As you might expect, a conference for the adult film business is a lot more laid back than your typical industry trade gathering.
At the Xbiz Summit, currently taking place in Miami, Fla., members of the porn industry are enjoying their fair share of relaxation. There’s a casino night happy hour, nine total hours of “poolside networking,” and a two hour block of time planned for Friday night simply called “Havana Nights.”
But like any other trade show, there is actual business to be taken care of during the day. And today, in between the “Gay Biz” panel and an afternoon pizza party, porn stars, producers and distributors will discuss one of the biggest changes to potentially hit the adult film business since the Internet: Bitcoin.
“Things have changed,” said Avi Bitton, chief technology officer for Wicked Pictures, who will be on the Bitcoin panel at the Xbiz Summit. “Everyone has to continue to evolve and work harder to make sales. Bitcoin is a new market and its properties make it an ideal payment system for adult consumers.”

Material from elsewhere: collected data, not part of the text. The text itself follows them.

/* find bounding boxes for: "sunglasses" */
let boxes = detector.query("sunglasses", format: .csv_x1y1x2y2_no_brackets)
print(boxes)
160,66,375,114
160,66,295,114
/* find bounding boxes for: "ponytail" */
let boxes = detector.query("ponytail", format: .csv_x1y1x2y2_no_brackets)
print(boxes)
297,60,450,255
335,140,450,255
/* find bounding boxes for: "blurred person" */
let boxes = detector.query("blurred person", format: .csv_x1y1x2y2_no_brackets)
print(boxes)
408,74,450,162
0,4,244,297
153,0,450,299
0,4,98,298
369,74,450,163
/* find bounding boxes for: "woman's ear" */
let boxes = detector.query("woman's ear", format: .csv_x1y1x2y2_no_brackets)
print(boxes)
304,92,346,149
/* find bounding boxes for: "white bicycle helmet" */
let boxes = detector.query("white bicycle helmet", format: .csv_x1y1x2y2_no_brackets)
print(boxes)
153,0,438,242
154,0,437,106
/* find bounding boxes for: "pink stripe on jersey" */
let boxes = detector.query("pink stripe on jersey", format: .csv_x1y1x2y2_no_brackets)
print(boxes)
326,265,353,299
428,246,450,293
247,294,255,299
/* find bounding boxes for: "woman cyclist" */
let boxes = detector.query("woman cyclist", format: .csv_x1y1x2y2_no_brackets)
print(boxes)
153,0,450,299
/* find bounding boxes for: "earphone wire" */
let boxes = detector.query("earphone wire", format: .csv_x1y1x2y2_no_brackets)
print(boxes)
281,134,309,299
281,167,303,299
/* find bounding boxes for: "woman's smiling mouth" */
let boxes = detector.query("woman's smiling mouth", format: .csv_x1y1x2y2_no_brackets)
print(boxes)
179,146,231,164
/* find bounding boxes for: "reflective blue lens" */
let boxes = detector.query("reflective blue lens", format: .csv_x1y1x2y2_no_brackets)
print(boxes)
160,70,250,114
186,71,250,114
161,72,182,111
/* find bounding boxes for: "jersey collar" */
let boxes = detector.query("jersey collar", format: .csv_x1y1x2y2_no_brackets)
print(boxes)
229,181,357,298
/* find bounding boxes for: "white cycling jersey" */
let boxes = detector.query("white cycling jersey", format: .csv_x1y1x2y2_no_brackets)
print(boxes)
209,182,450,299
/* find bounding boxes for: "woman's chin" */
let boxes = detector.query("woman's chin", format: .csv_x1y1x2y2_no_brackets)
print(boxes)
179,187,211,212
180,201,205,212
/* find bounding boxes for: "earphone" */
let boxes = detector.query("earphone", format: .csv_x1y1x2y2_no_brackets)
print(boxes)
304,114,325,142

Its most important property is anonymity, Bitton told The Daily Dot. Bitcoin, which was created four years ago as the world’s first digital currency, is designed to be spent like cash online. Bitcoins aren’t regulated by any government and, although they’re stored on hard drives in digital wallets, are not connected to a user’s bank account or identity. So in that way, Bitcoin is ideal for those who don’t want their “adult purchases” tracked online.
This is no surprise to Bitcoin supporters. Though Bitcoin has gained more legitimacy in recent months, with sites like WordPress and Reddit giving it their endorsement, much of the currency’s early success was founded in the internet’s grey- and black-markets. So Bitton and others say it’s only natural that the currency would begin to spill over into mainstream porn and find new support there.
“Generally speaking, porn is an early adopter of anything related to new technology,” Coinbase Founder Fred Ehrsam told The Huffington Post recently. “If you look back, they were the first to adopt many of the new video formats.”
It’s not just Bitcoin that would reap a benefit from an expanded relationship with mainstream porn. Bitton projects that the currency’s anonymity will encourage at least a certain segment of the porn consuming public to actually pay for pornography rather than go to free aggregator sites.
“Free has always existed,” he said. “(But) there has been a lot of consolidation over the past five years.”
Just how much this will increase porn industry revenues is unknown. Quantifying the consumption of porn online has been notoriously difficult. Forbes Magazine estimated in 2010 that 4 percent of the world’s million most popular sites were for pornography and that about 13 percent of all web searches were for erotic content. It’s hard to tell, though, just how much revenue would be generated by an industry-wide adoption of Bitcoin.
Bitton said a number of sites have already found success with Bitcoin, but that the industry remains largely aloof to the growing phenomenon.
“It’s still got a geek factor,” he said. “I believe more will adopt quickly as people become more familiar with what it is.”